If _ _ name__ = ='_ main__': dfa = DFA (['I love you','I love him','I love her','I love her','I love him','I love her','I love her'], skip_words= []) # do not configure skip_words print (dfa) for the time being

Results:

{'I': {'is_end': False,' love': {'is_end': False,' you': {'is_end': True,' ya': {'is_end': True}},' he': {'is_end': True,' ya': {'is_end': True}},' she': {'is_end': True,' ya': {'is_end': True} 'ah': {'is_end': True}

Then call the match method and enter the content to match the sensitive words:

If _ _ name__ = ='_ main__': dfa = DFA (['I love you','I love him','I love her','I love her'], ['\ n','\ r\ n','\ r']) # print (dfa) print (dfa.match ('Baiju I love you')

Results:

[{'start': 2,' match':'I love you'}, {'start': 2,' match':'I love you'}]

And for some sensitive words, such as Big silly X, which may be Big silly B, Big silly X, Big silly.
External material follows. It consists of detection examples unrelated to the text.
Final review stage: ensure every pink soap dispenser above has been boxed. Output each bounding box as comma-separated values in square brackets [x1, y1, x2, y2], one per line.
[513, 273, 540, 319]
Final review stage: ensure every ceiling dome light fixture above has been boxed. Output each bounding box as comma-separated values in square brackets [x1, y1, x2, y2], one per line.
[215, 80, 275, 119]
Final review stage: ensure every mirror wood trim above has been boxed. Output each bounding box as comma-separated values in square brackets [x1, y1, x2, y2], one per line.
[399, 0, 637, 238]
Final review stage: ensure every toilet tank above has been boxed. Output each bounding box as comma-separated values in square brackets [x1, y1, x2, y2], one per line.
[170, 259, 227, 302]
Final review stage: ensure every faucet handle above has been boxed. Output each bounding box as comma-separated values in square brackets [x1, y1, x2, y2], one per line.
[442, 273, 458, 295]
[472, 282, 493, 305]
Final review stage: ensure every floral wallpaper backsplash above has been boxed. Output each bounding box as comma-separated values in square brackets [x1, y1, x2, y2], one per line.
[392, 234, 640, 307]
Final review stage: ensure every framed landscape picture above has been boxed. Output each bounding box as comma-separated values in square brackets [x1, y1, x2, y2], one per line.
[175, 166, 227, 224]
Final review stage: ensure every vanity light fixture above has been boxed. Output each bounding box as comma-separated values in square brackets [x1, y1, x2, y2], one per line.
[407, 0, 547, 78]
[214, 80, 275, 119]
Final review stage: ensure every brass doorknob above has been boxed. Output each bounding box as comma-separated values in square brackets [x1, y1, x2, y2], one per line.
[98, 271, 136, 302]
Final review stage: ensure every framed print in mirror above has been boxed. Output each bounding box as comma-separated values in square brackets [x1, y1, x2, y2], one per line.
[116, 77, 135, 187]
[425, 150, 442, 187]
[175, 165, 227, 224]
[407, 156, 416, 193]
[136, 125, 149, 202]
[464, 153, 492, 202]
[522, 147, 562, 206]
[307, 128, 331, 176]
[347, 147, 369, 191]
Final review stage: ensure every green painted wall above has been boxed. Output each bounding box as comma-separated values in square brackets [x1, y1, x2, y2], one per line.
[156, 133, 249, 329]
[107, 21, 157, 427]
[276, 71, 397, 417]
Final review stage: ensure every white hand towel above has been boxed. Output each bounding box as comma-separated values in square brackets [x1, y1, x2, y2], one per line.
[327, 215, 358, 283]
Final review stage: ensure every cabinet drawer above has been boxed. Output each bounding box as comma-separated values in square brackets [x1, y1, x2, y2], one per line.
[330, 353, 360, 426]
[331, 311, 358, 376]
Can it be solved through a wildcard *?

See code: lines 48-51

If'*'in state: # for some sensitive words, such as big silly X, it may be big silly B, big silly ×, big silly..., use the wildcard character *, a * represents a character state_ [index] = state ['*'] state_char = state ['*] is_match = True

Verify:

If _ _ name__ = ='_ main__': dfa = DFA (['big silly *'], []) print (dfa) print (dfa.match)

{'is_end': False': {'is_end': False': {'is_end': False,' *': {'is_end': True}

[{'start': 0,' match': 'big silly X'}, {'start': 6,' match': 'big silly B'}]

If the input above, "big silly X easy fly big silly B" is written as "big% silly X easy fly big & stupid B", see if you can recognize sensitive words? I can't recognize it!

If _ _ name__ = ='_ main__': dfa = DFA (['big silly *'], []) print (dfa) print (dfa.match)

Results:

{'is_end': False': {'is_end': False': {'is_end': False,' *': {'is_end': True}

[

Such as ", &,!,!, @, #, $, ¥, *, ^,%,?,", these special symbols have no practical meaning, but can be inserted in the middle of sensitive words and destroy the structure of sensitive words to avoid sensitive word checking.

Configure unintentional words, and then check sensitive words, as follows, it can be seen that the damaged sensitive words can also be identified.

If _ _ name__ ='_ main__': dfa = DFA (['silly *'], ['%','&']) print (dfa) print (dfa.match)

Results:

{'is_end': False': {'is_end': False': {'is_end': False,' *': {'is_end': True}

[{'start': 0,' match': 'big% silly X'}, {'start': 7,' match': 'big & stupid B'}]

Thank you for reading, the above is the content of "Python how to filter content-sensitive words based on DFA algorithm". After the study of this article, I believe you have a deeper understanding of how Python based on DFA algorithm to achieve content-sensitive word filtering, and the specific use needs to be verified in practice. Here is, the editor will push for you more related knowledge points of the article, welcome to follow!

Welcome to subscribe "Shulou Technology Information " to get latest news, interesting things and hot topics in the IT industry, and controls the hottest and latest Internet news, technology news and IT industry trends.

*The comments in the above article only represent the author's personal views and do not represent the views and positions of this website. If you have more insights, please feel free to contribute and share.